For the saving grace of God made its advent
to all humanity,
training us that,
disowning irreverence and worldly desires,
we should be living sanely and justly and devoutly
in the current eon,
From the concept of training in the above text (Gr. paideuo) is our word "pedagogy" derived. Grace trains (educates). Which quality of grace does this? The saving grace that has appeared to all mankind. Elsewhere, Paul wrote that the living God is the Saviour of all men (1Tim.4:10). That is a statement in which he explicitly mentions that this is a "faithful saying and worthy of all acceptation." And he adds: "this command and teach".
The message of God's saving grace is not only good news for all people, but in addition, it also trains and educates those who believe this message. That is exactly the opposite of what is usually claimed in religious circles. It is precisely in those circles where this message is rejected, because they believe that it gives licence to be irreverent and to pursue worldly lusts. They think that "the law" must be preached to fight these negative tendencies in man. This they believe in spite of the general awareness that the effect of law and censorship is the very opposite. After all, "the law is the power of sin" as Paul declares in 1 Cor.15:56.

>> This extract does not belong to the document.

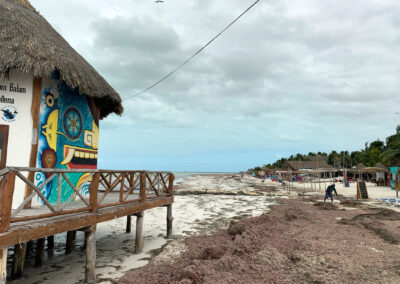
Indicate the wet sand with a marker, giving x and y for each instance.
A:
(193, 215)
(301, 240)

We see this also in the upbringing of children. By telling them what they are not allowed to see or consume, and where they may not go ("touch not, taste not, and handle not"; Col.2:21), it precisely makes them more curious, often times obsessively so. And when their supervision disappears, at some point, the floodgates spring wide open. Who has not heard stories of young people, who grew up in a very strict environment, but then completely derailed on account of this suppressive upbringing?
Forsaking irreverence and worldly lusts (by denying and ignoring), concerning which Paul writes, is not achieved by "law". On the contrary.
Law discourages and frustrates.
Grace energizes and makes happy.
God's grace (= joy, freely given) ensures that there is no desire anymore for irreverence and worldly lusts. That is on account of something much better having come in its place.
What is that better quality which the grace of God provides? Paul says: that it is a life in this eon that is "sensible, righteous and respectful" (= showing reverence). Let's take a closer look at these concepts. The last word "reverence" (eu sebos) is obviously the opposite of ‘irreverence" (a-sebeia) used in verse 12. "The teaching of God our Saviour" (Tit.2:10) is the basis for a deep reverence for GOD. Whoever knows this reverence can, of course, not but reject irreverence. Such a one does not need to be told not to curse (= take God's name in vain), because the idea alone is already repulsive.
As reverence is the answer to irreverence, so sanity is the answer to "worldly desires". The second line is thus an inversion (opposite) of the first line, as the colors show in the following display:
irreverence and worldly desires forsaking,
sanely, righteously and reverently,
in this eon should be living…
The word "sanely" (so-phronos) is in Greek composed of two elements, which comes close to our concept of "a sound mind". "The worldly lusts," i.e., the passions that govern the world (See: 1Joh.2:16) are not repelled by law, but by grace. What is the pedagogical difference?
Grace appeals to our ability to think. It does not nurture us by telling us what is and is not allowed, but it shows how things are. It does not limit, but it provides insight. It is not about, "what is allowed?" but "what is edifying?" (1Cor.10:23). So one learns to think and to draw conclusions. This way, one becomes a mature believer.
The word "righteous" connects the concepts "sensible"‘ and "reverence" to each other. One does what is right (> just). That means doing what is right on the basis of what is of a sound mind, on the one hand, and showing reverence, on the other.
Countless people in the world have an existence but they do not really live. They only exist. Whoever gets to know and believes God's universal-saving grace, receives an existence that has meaning and content–a real life, not only of standards, but of values. "The teaching that is of God our Saviour" is a festive message, where garlands belong. Or as Paul, in relation to slaves, writes:
… that they may be adorning the teaching that is of God, our Saviour, in all things.
All this, God's grace-pedagogy engenders.